Thus, from the war of nature, from famine and death, the most exalted object which we are capable of conceiving … directly follows.
—Darwin, Charles. 1861. “Conclusion.” In On the Origin of Species, 425. New York: D. Appleton and Company.
This is true in more ways than Darwin knew. He was talking about evolution (of the “higher animals”), but not only is death a hammer by which natural selection beats species into “endless forms”, death from disease is the reason so many of these endless forms can coëxist. The outcome of increased mortality from disease is reduced competition between plant species. It is not an obvious outcome of one organism harming another, but it emerges when we consider the spatial dynamics of a population.
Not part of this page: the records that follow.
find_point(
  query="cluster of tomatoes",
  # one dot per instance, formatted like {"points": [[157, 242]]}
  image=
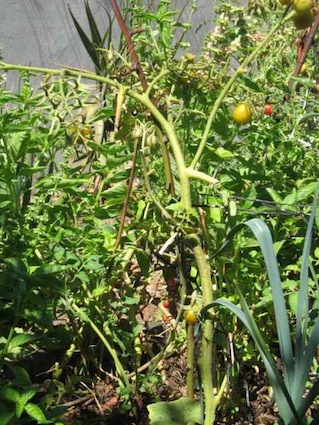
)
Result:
{"points": [[304, 12]]}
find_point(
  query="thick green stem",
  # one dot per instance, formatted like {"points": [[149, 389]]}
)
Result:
{"points": [[118, 365], [190, 360], [206, 361], [228, 86]]}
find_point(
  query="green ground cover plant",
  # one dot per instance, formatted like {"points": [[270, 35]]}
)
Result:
{"points": [[140, 167]]}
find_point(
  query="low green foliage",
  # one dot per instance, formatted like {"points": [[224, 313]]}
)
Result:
{"points": [[107, 178]]}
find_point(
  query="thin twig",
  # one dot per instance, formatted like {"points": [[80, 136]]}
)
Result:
{"points": [[138, 67], [128, 194], [130, 44]]}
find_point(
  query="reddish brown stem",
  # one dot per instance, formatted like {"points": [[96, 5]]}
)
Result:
{"points": [[128, 194], [130, 44], [306, 46]]}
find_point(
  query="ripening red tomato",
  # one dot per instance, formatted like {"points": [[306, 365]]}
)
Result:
{"points": [[268, 109]]}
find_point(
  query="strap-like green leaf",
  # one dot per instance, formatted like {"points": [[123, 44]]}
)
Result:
{"points": [[303, 300], [263, 235], [286, 407]]}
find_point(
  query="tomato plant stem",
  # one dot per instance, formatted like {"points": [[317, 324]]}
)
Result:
{"points": [[228, 86], [206, 362]]}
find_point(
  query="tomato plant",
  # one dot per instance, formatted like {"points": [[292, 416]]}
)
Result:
{"points": [[166, 303], [268, 110], [190, 317], [242, 113]]}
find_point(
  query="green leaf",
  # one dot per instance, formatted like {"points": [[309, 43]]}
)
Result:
{"points": [[9, 394], [36, 413], [24, 398], [6, 414], [143, 261], [22, 377], [251, 84], [304, 192], [224, 153], [19, 340], [274, 195], [178, 412]]}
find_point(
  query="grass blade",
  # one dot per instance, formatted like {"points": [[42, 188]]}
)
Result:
{"points": [[263, 235], [286, 407], [86, 42], [303, 296], [95, 34]]}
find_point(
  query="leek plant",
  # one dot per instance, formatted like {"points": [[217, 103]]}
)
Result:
{"points": [[293, 392]]}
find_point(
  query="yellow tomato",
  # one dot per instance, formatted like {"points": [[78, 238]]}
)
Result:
{"points": [[242, 113], [302, 7], [190, 317]]}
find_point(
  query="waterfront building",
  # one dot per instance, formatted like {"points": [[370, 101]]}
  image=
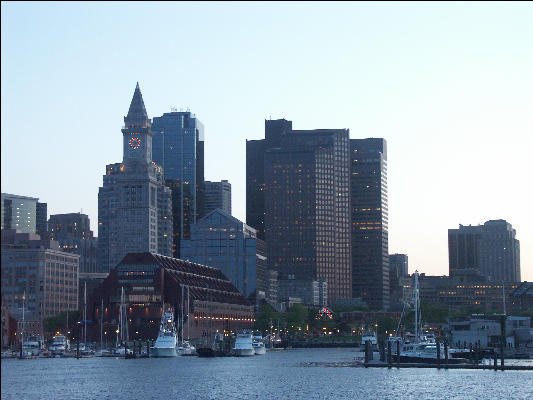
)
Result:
{"points": [[222, 241], [178, 146], [217, 195], [522, 297], [149, 279], [134, 205], [74, 234], [464, 292], [485, 331], [24, 213], [39, 268], [298, 198], [490, 250], [369, 220], [312, 293]]}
First, let's consider an adult tree in fruit. The seeds of the tree land all around, in decreasing amounts as we get further from the trunk. The highest density is right by the base of the tree. Seeds aren't the only thing the tree produces though. Both through the air and under the ground, spores of fungi and oömycetes are also spreading. Adult gall midges and seed weevils fly out from its canopy. Larval mites are blown on the breeze. These, too, land all around the tree, at highest density nearest the trunk, right among most of the seeds! The seeds are less likely to survive the closer they are to their parent tree. The denser the stand of trees of this species gets, the fewer survive to adulthood.
Now look at the figure below. The black line shows the density of seeds as we get further from the tree (moving right). The yellow line shows the density of species-specific pathogens. In this case, the seeds can spread further than the pathogens. As pathogens are more abundant closer to the tree, the death rate of seedlings (purple) is higher. This leads to a dip in seedling density (green) immediately around the tree.
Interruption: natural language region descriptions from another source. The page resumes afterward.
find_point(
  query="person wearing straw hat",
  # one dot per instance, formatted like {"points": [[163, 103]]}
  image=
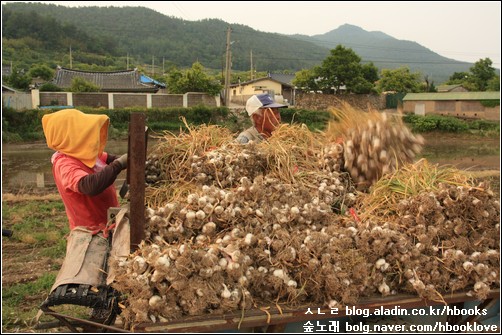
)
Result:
{"points": [[265, 115]]}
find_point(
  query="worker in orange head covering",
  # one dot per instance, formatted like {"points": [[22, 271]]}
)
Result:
{"points": [[84, 174]]}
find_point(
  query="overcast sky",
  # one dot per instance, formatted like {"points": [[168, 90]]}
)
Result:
{"points": [[461, 30]]}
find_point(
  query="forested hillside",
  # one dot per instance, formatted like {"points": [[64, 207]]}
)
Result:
{"points": [[146, 35], [113, 38]]}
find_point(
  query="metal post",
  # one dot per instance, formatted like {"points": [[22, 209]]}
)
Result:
{"points": [[136, 173], [227, 70]]}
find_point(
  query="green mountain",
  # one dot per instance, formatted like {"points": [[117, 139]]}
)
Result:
{"points": [[111, 37], [387, 52]]}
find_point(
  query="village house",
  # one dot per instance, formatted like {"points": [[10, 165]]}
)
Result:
{"points": [[278, 86]]}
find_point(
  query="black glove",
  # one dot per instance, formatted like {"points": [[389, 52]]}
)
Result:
{"points": [[123, 161]]}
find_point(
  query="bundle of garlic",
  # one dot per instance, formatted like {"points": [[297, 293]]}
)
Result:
{"points": [[374, 143], [261, 224]]}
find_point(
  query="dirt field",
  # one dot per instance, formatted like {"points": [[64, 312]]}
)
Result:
{"points": [[22, 263]]}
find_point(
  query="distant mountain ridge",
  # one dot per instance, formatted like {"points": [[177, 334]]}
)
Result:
{"points": [[146, 34]]}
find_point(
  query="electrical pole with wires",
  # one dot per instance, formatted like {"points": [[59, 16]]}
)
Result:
{"points": [[228, 65]]}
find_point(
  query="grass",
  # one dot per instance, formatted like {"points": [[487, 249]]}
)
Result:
{"points": [[39, 226]]}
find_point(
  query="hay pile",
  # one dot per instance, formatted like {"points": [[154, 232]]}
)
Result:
{"points": [[233, 227]]}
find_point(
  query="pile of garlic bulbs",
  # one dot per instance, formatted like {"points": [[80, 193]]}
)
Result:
{"points": [[274, 223]]}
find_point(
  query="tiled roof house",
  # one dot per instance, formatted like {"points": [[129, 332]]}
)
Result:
{"points": [[117, 81]]}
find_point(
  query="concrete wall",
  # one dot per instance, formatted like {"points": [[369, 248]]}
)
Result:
{"points": [[313, 101], [467, 109], [16, 100], [122, 100]]}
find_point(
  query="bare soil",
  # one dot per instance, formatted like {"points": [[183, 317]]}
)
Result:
{"points": [[24, 263]]}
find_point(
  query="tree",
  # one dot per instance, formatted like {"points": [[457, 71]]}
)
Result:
{"points": [[399, 80], [481, 73], [341, 68], [457, 78], [18, 79], [193, 80], [493, 84], [481, 77], [307, 79], [41, 71]]}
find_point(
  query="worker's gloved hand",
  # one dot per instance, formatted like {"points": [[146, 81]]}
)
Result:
{"points": [[123, 161]]}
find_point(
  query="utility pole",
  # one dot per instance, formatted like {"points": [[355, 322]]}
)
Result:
{"points": [[227, 69], [252, 75]]}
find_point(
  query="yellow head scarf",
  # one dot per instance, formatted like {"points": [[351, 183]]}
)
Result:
{"points": [[76, 134]]}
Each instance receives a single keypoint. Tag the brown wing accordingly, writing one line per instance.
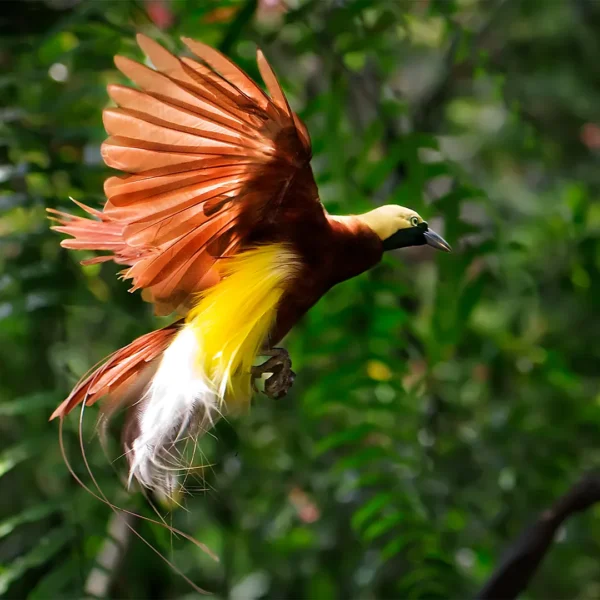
(121, 370)
(208, 156)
This large dip in seedling density appears in the rather extreme case where seeds can spread further than pathogens, but it is ilustrative of a more general effect. We can directly observe this in tropical tree seedlings, which have a higher death rate at higher densities unless fungal pathogens are excluded with fungicide1. The death rate immediately around the tree is higher, leading to overdispersion: adult trees are further apart from each other than we would expect based on the distribution of seeds. This is the Janzen-Connell Effect, originally described to explain the mysterious diversity of tropical trees2, most of which more-or-less do the same thing. Ecologists were confused why one species did not simply outcompete all of the others, since they all occupy a similar niche.
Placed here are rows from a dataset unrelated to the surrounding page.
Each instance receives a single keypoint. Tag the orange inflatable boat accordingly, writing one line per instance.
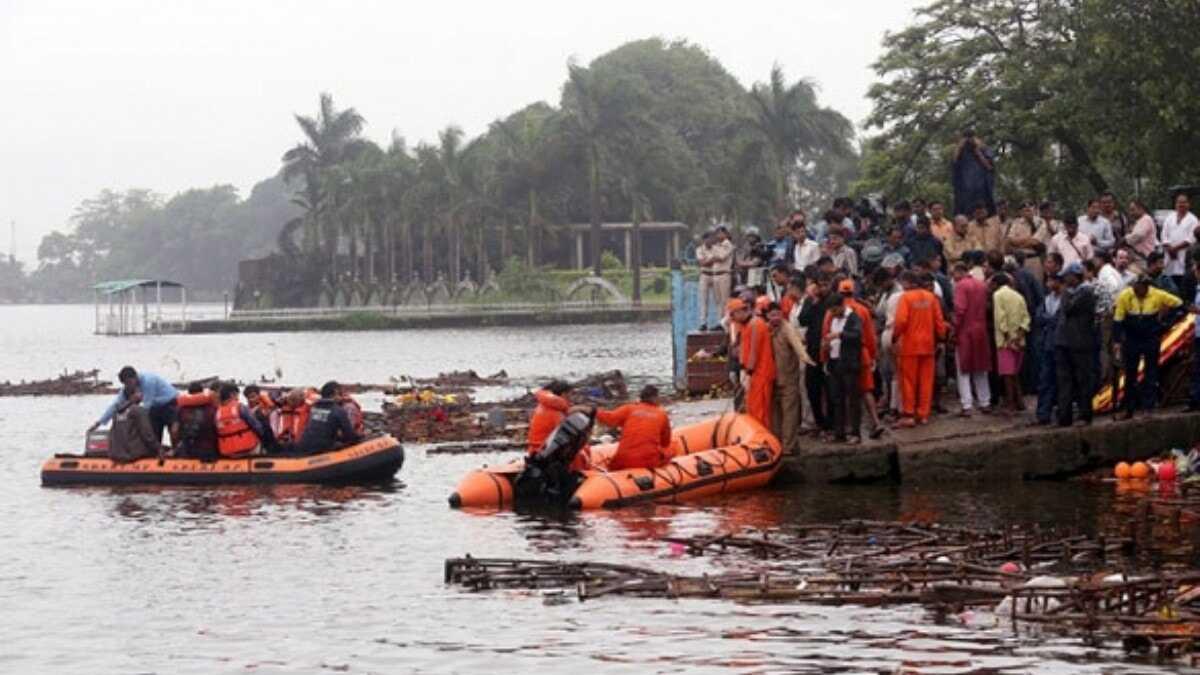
(727, 454)
(375, 459)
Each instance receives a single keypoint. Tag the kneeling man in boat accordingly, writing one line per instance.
(157, 396)
(645, 431)
(329, 425)
(239, 434)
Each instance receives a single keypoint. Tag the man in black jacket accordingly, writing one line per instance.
(329, 426)
(811, 320)
(1074, 346)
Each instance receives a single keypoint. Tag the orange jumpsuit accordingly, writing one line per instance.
(870, 347)
(918, 326)
(645, 435)
(757, 356)
(545, 418)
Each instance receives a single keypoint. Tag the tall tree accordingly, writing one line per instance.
(793, 124)
(329, 138)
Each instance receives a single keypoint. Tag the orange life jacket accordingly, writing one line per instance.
(234, 436)
(354, 411)
(292, 422)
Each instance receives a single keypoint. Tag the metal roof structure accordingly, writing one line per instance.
(123, 285)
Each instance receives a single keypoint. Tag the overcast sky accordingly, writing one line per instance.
(173, 94)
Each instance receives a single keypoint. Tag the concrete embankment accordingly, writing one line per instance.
(991, 449)
(412, 321)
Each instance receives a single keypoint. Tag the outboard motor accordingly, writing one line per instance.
(547, 478)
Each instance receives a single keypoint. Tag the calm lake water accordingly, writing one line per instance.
(298, 579)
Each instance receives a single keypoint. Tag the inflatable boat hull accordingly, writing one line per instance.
(727, 454)
(372, 460)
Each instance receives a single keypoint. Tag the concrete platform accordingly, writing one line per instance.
(983, 448)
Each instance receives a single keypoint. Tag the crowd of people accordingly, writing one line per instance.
(873, 314)
(213, 422)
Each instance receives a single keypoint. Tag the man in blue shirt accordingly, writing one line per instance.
(157, 395)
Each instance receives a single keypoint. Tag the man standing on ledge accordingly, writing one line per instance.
(157, 396)
(757, 362)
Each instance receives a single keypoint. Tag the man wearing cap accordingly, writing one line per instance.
(1138, 324)
(1073, 245)
(790, 352)
(960, 240)
(757, 362)
(843, 352)
(811, 318)
(807, 251)
(1074, 346)
(918, 327)
(715, 258)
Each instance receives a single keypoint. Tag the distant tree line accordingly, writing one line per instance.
(654, 130)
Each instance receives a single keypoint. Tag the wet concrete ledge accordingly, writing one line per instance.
(990, 449)
(414, 322)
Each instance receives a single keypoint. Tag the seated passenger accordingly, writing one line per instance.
(238, 432)
(645, 431)
(552, 406)
(262, 406)
(329, 426)
(131, 436)
(289, 420)
(354, 412)
(197, 426)
(157, 396)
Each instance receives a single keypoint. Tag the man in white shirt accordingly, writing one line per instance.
(807, 251)
(1109, 278)
(1179, 234)
(1073, 245)
(1098, 227)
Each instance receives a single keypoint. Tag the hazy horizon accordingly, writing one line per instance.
(169, 96)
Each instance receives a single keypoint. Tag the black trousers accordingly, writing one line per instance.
(815, 382)
(845, 401)
(1074, 370)
(1144, 395)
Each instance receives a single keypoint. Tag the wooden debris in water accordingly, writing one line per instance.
(81, 382)
(1141, 592)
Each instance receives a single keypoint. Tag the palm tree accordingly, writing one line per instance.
(595, 108)
(791, 121)
(330, 137)
(527, 160)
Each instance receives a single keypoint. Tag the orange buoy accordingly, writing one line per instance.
(1167, 471)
The Janzen-Connell Effect is part of a wider body of work known as Coëxistence Theory. This seeks to explain why, and under what circumstances, different species can coëxist. In many ways it is a field in its infancy: ecosystems are incredibly complex, and being able to predict their dynamics is not something we can do yet. What coëxistence theory has provided is a set of smaller explanations and predictions, and many of these are quite profound. Considering the Janzen-Connell effect, we see the importance of pathogens in maintaining the diversity of an ecosystem. This leads us to the prediction that in their absence, plant diversity would decrease. This is an easily testable hypothesis — we simply take a plant community, remove the pathogens, and see what happens. This is generally done using biocides, particularly fungicides. The result is exactly as we expected: when pathogens are removed, the diversity of the community decreases3. In the same experiment, it was shown that fungi are more important than oömycetes in this effect — when oömyceticide is sprayed, the decrease in diversity is less than when fungicide is sprayed.